A study of AARP's program found it helped participants reduce their fees and debt and set financial goals.

Education matters.

AARP Foundation has found that a well-designed, specifically targeted educational program can help low-income older adults who face unique challenges in juggling their low savings rates, high debt loads and weak job prospects.

AARP recently reported on a financial capability curriculum targeted to the 50+ age group the foundation designed in collaboration with Charles Schwab Foundation and disseminated to 11 organizations nationwide for implementation.

The report evaluated the effects of the training by comparing behaviors relating to financial topics before and after participation in the class, and by determining whether desired financial behaviors increased after participation.

Results showed that whereas only 42% of participants had at least one financial goal at the start of the program, 63% reported having at least one after six months.

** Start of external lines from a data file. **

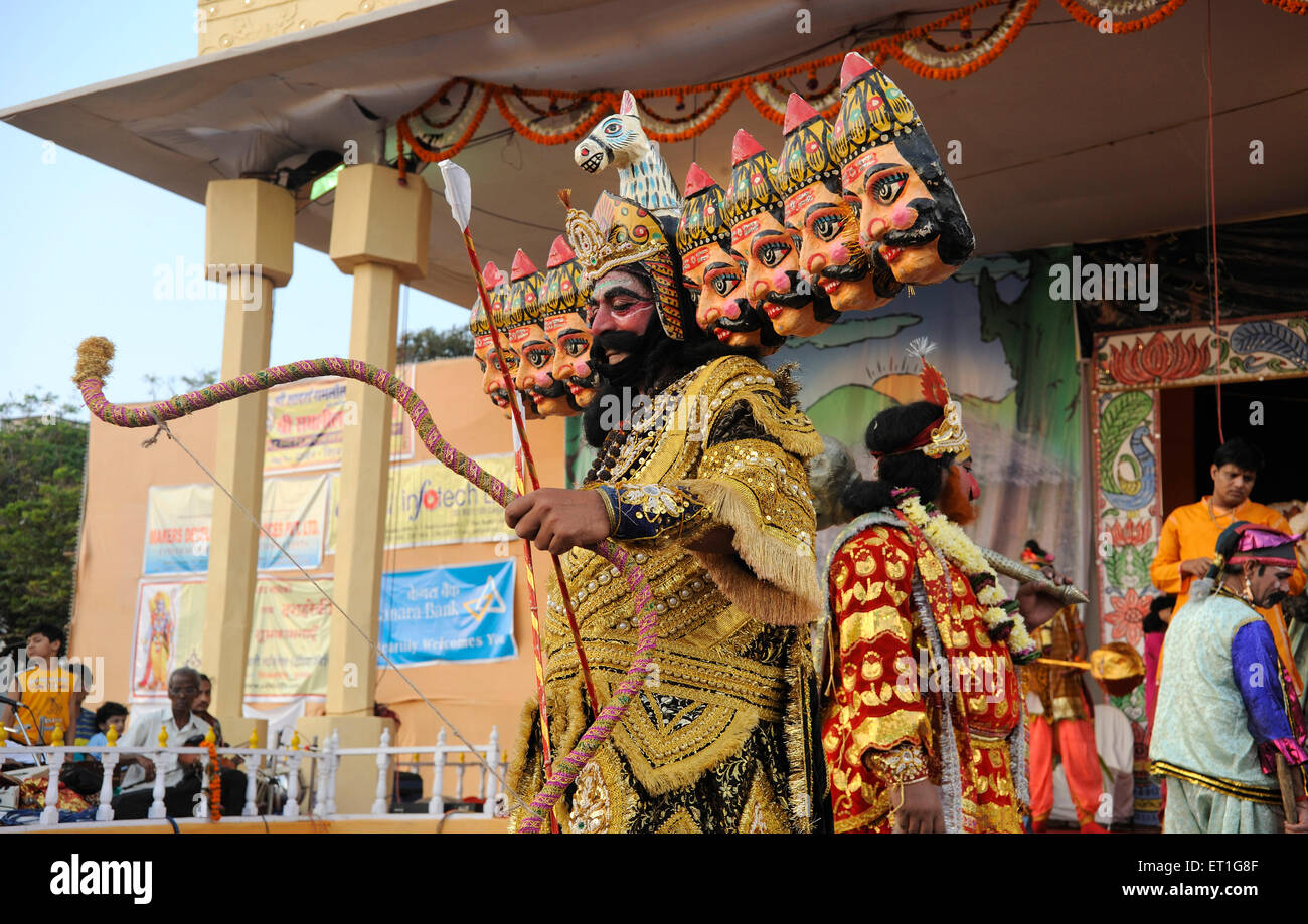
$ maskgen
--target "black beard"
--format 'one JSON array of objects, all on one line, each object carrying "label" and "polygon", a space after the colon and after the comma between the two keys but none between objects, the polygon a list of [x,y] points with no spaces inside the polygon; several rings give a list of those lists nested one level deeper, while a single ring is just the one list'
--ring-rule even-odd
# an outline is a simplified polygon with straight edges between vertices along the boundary
[{"label": "black beard", "polygon": [[[764,325],[763,331],[765,335],[777,336],[770,325]],[[634,349],[628,346],[633,342],[628,337],[636,337]],[[616,366],[602,366],[606,340],[608,349],[630,352],[630,357]],[[603,374],[604,383],[582,410],[581,423],[586,442],[598,450],[608,435],[602,425],[604,418],[611,416],[604,413],[606,409],[629,406],[636,395],[649,395],[666,388],[687,372],[718,357],[747,355],[757,359],[759,349],[756,346],[727,346],[695,325],[688,331],[687,340],[672,340],[663,332],[663,325],[658,319],[651,318],[642,335],[632,335],[625,331],[606,331],[596,335],[590,355],[591,366]],[[606,370],[616,371],[623,380],[610,378]],[[623,403],[624,388],[629,389],[627,393],[630,396],[625,405]]]},{"label": "black beard", "polygon": [[803,308],[814,299],[812,291],[799,291],[799,273],[787,269],[786,278],[790,280],[790,291],[769,291],[766,295],[759,299],[759,302],[751,307],[755,311],[763,314],[763,303],[772,302],[773,305],[780,305],[783,308]]},{"label": "black beard", "polygon": [[891,265],[886,263],[880,250],[872,251],[872,291],[882,298],[893,298],[904,288],[904,284],[895,278]]},{"label": "black beard", "polygon": [[814,319],[824,324],[831,324],[840,318],[840,312],[831,303],[831,297],[823,289],[814,291]]},{"label": "black beard", "polygon": [[[586,358],[586,362],[587,365],[593,366],[590,357]],[[599,388],[600,383],[603,382],[603,378],[600,378],[599,372],[596,372],[593,367],[590,370],[590,375],[587,375],[586,378],[582,378],[579,375],[570,375],[568,376],[568,380],[572,384],[577,386],[578,388],[590,388],[594,391]]]},{"label": "black beard", "polygon": [[531,388],[528,388],[527,391],[534,397],[543,397],[545,400],[549,400],[552,397],[562,397],[564,395],[568,393],[566,382],[559,382],[556,379],[551,379],[551,382],[553,384],[551,384],[548,388],[542,388],[540,386],[531,386]]},{"label": "black beard", "polygon": [[735,299],[735,306],[740,311],[739,318],[727,318],[723,315],[709,324],[708,332],[713,333],[721,327],[723,331],[730,331],[731,333],[749,333],[751,331],[757,331],[768,323],[768,316],[749,305],[746,299]]},{"label": "black beard", "polygon": [[[604,331],[590,344],[591,369],[610,386],[638,387],[645,376],[645,354],[653,348],[663,329],[658,319],[650,318],[644,333],[632,331]],[[625,353],[619,363],[610,363],[610,353]]]}]

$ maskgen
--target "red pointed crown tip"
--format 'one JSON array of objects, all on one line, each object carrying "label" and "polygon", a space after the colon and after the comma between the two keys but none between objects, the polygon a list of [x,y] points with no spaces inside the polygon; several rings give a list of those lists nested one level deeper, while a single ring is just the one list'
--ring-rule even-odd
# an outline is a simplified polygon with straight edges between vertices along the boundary
[{"label": "red pointed crown tip", "polygon": [[717,184],[718,182],[709,176],[708,170],[692,162],[691,169],[685,174],[685,197],[689,199],[695,193],[704,192]]},{"label": "red pointed crown tip", "polygon": [[840,65],[840,89],[848,90],[850,84],[872,69],[872,63],[870,60],[859,55],[857,51],[849,52],[845,55],[845,63]]},{"label": "red pointed crown tip", "polygon": [[536,264],[531,261],[531,257],[522,251],[513,255],[513,272],[509,274],[509,278],[517,282],[518,280],[527,278],[534,272],[536,272]]},{"label": "red pointed crown tip", "polygon": [[791,93],[790,99],[786,101],[786,124],[782,127],[781,133],[790,135],[799,125],[816,116],[818,110],[810,106],[807,99],[798,93]]},{"label": "red pointed crown tip", "polygon": [[545,264],[545,268],[553,269],[555,267],[561,267],[574,259],[577,259],[577,255],[573,254],[572,247],[568,246],[568,238],[560,234],[555,238],[555,243],[549,248],[549,261]]},{"label": "red pointed crown tip", "polygon": [[736,136],[731,141],[731,166],[763,152],[763,145],[743,128],[736,129]]}]

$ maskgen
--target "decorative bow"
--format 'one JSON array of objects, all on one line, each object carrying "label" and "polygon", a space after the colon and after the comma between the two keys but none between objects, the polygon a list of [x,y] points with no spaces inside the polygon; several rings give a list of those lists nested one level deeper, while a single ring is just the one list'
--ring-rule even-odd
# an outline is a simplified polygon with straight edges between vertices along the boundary
[{"label": "decorative bow", "polygon": [[[412,388],[400,379],[391,375],[385,369],[379,369],[358,359],[343,359],[339,357],[326,357],[322,359],[301,359],[286,366],[273,366],[258,372],[238,375],[226,382],[200,388],[199,391],[177,395],[165,401],[139,408],[129,408],[122,404],[111,404],[105,397],[105,379],[111,371],[110,359],[114,358],[114,345],[105,337],[88,337],[77,348],[77,370],[73,382],[81,389],[82,401],[86,408],[106,423],[120,427],[146,427],[161,422],[173,421],[186,414],[212,408],[222,401],[232,401],[246,395],[267,391],[273,386],[313,379],[323,375],[337,375],[364,384],[373,386],[388,397],[394,399],[404,408],[413,430],[428,451],[449,467],[453,472],[485,491],[501,507],[517,498],[517,493],[510,490],[502,481],[489,472],[481,469],[475,461],[459,452],[454,446],[441,437],[436,427],[436,421],[428,412],[426,404]],[[645,674],[650,668],[655,640],[655,616],[653,592],[645,574],[637,567],[634,559],[627,552],[604,540],[595,546],[595,554],[616,565],[623,579],[630,588],[638,608],[637,630],[638,640],[636,656],[632,665],[624,674],[623,681],[613,690],[599,716],[582,734],[577,746],[555,765],[545,780],[544,788],[531,802],[531,814],[519,826],[519,831],[535,833],[542,830],[545,818],[549,817],[555,804],[560,800],[569,785],[577,779],[590,758],[600,745],[608,740],[613,727],[621,720],[632,702],[632,697],[645,681]]]}]

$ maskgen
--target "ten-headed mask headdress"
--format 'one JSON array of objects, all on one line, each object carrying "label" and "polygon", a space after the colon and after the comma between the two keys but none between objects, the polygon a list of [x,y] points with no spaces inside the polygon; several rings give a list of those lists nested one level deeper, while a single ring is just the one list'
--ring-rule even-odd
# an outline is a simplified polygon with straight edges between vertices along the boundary
[{"label": "ten-headed mask headdress", "polygon": [[726,199],[732,243],[753,233],[749,218],[761,212],[772,212],[777,221],[782,218],[777,162],[749,132],[742,128],[731,141],[731,183]]},{"label": "ten-headed mask headdress", "polygon": [[[841,166],[896,137],[913,132],[926,135],[913,101],[862,55],[850,52],[845,56],[840,88],[842,95],[840,116],[832,132],[832,150]],[[934,146],[931,150],[934,153]]]},{"label": "ten-headed mask headdress", "polygon": [[641,264],[653,282],[663,332],[672,340],[685,340],[679,257],[658,218],[637,203],[610,192],[600,195],[594,216],[572,206],[570,190],[561,190],[559,199],[568,208],[564,225],[568,243],[577,254],[586,285],[593,286],[612,269]]},{"label": "ten-headed mask headdress", "polygon": [[[502,314],[502,303],[509,295],[509,290],[505,286],[508,280],[504,278],[504,273],[500,268],[494,265],[492,260],[487,260],[485,265],[481,268],[481,284],[487,289],[487,294],[490,297],[492,310],[496,311],[496,322],[500,322]],[[490,320],[487,318],[487,306],[481,303],[481,294],[477,294],[477,299],[472,303],[472,312],[468,315],[468,331],[472,333],[472,345],[481,350],[490,346]]]},{"label": "ten-headed mask headdress", "polygon": [[[504,327],[510,332],[509,340],[522,340],[513,333],[522,329],[526,336],[528,324],[540,323],[540,280],[542,274],[531,259],[521,250],[513,255],[513,268],[509,271],[509,305]],[[496,318],[498,322],[500,319]]]},{"label": "ten-headed mask headdress", "polygon": [[785,140],[777,157],[781,192],[790,196],[816,180],[835,183],[840,192],[841,163],[832,148],[831,123],[798,93],[786,101],[782,132]]}]

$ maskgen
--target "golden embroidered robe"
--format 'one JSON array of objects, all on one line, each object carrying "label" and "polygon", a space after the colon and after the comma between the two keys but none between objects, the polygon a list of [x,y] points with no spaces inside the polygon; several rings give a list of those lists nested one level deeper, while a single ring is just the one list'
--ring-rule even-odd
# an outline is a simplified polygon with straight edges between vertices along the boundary
[{"label": "golden embroidered robe", "polygon": [[[810,829],[821,759],[803,623],[819,617],[821,595],[806,460],[821,438],[782,388],[753,359],[709,362],[657,395],[608,467],[616,512],[649,533],[623,545],[654,591],[655,667],[556,806],[561,830]],[[689,548],[723,524],[734,555]],[[637,614],[607,561],[574,549],[564,572],[603,706],[632,663]],[[551,751],[562,755],[593,716],[557,587],[542,647]],[[531,702],[509,785],[530,800],[543,780]],[[521,809],[513,818],[517,827]]]},{"label": "golden embroidered robe", "polygon": [[1022,694],[967,575],[875,511],[837,540],[828,593],[821,744],[836,833],[891,831],[892,793],[923,776],[940,787],[946,830],[1020,831]]}]

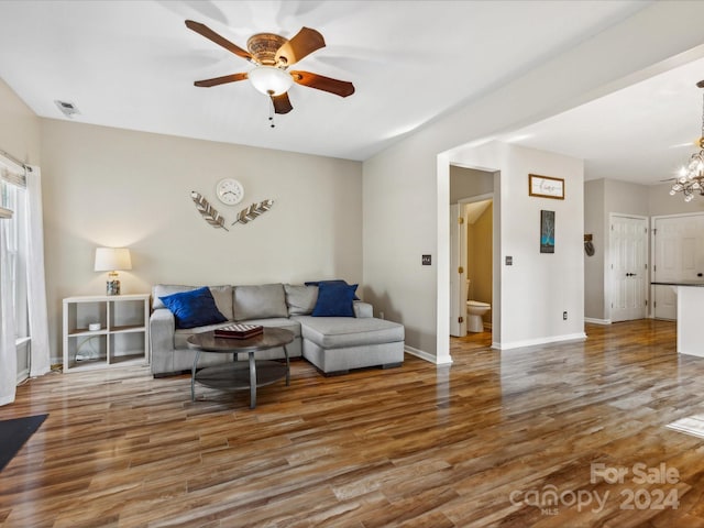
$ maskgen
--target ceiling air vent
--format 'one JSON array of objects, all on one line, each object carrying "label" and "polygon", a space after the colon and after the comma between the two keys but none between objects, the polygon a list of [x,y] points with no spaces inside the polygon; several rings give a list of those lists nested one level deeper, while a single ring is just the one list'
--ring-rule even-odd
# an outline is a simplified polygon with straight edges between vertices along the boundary
[{"label": "ceiling air vent", "polygon": [[78,111],[78,108],[76,108],[76,105],[74,105],[73,102],[59,101],[58,99],[56,99],[54,102],[62,111],[62,113],[67,118],[70,118],[74,113],[80,113]]}]

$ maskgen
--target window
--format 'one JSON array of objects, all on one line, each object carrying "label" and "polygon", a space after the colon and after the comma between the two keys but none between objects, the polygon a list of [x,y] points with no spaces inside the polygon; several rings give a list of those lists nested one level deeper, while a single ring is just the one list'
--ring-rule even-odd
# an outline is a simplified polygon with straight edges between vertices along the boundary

This then translated into behaviors, AARP found. The rate of those reporting spending more than they earned fell by a third, and 35% reported paying down debt by the six-month follow up.

Participants also engaged in such positive actions as tracking spending, savings and credit, and avoiding potentially negative actions, such as overdrawing accounts.

Life at the Margins

Approximately 2,775 people participated in classes offered from September 2012 through December 2013.

AARP made course materials available in English, Spanish and Chinese, important for targeting those most in need of information, it said.

About half of those who started the program had less than $10,000 in retirement savings, and about two-thirds had less than that amount in non-retirement savings.

Two-thirds had incomes below $35,000, compared with the 2012 median income of $51,000.

Unlike their affluent counterparts, participants in the programs were not worried about such things as estate planning or how to allocate assets across portfolios.

Most were retired, disabled or unemployed. More than half had some worries about managing expenses and cash flow at the program’s start, and nearly a quarter had been recently contacted by a creditor about unpaid bills.

Anxiety Falls, ‘Positive’ Behaviors Increase

AARP’s analysis of respondents’ financial behaviors before and after training revealed notable findings on the effect of the training classes.

The levels of participants’ anxiety about their financial situations fell significantly from before to after the training, with the proportion “very worried” dropping from 22% pre-training to 14% six months post-training.

Those “not very/not at all worried” increased from 34% to 42% during the same period. 

Participant scores on the Financial Management Behavior Scale measured at three points in time showed a statistically significant improvement in average scale scores before and after training.   

Researchers also looked at other discrete indicators of change in financial behaviors.

They found the most significant change six months post-training in the following “positive” behaviors:

  • Calculating net worth 
  • Reducing financial fees 
  • Reducing spending and/or increasing earnings
  • Prioritizing debt payment
  • Reviewing credit card statement 

Likewise, the frequency of several “negative” behaviors declined significantly six months after training:

  • Being overdrawn 
  • Being contacted by a collector 
  • Taking out a payday loan

For those who took the training, developing a clear financial goal was a major accomplishment, with a 50% improvement rate in participants setting a goal.  

Among those with a defined goal, the proportion with an action plan increased 40% by the end of the study period.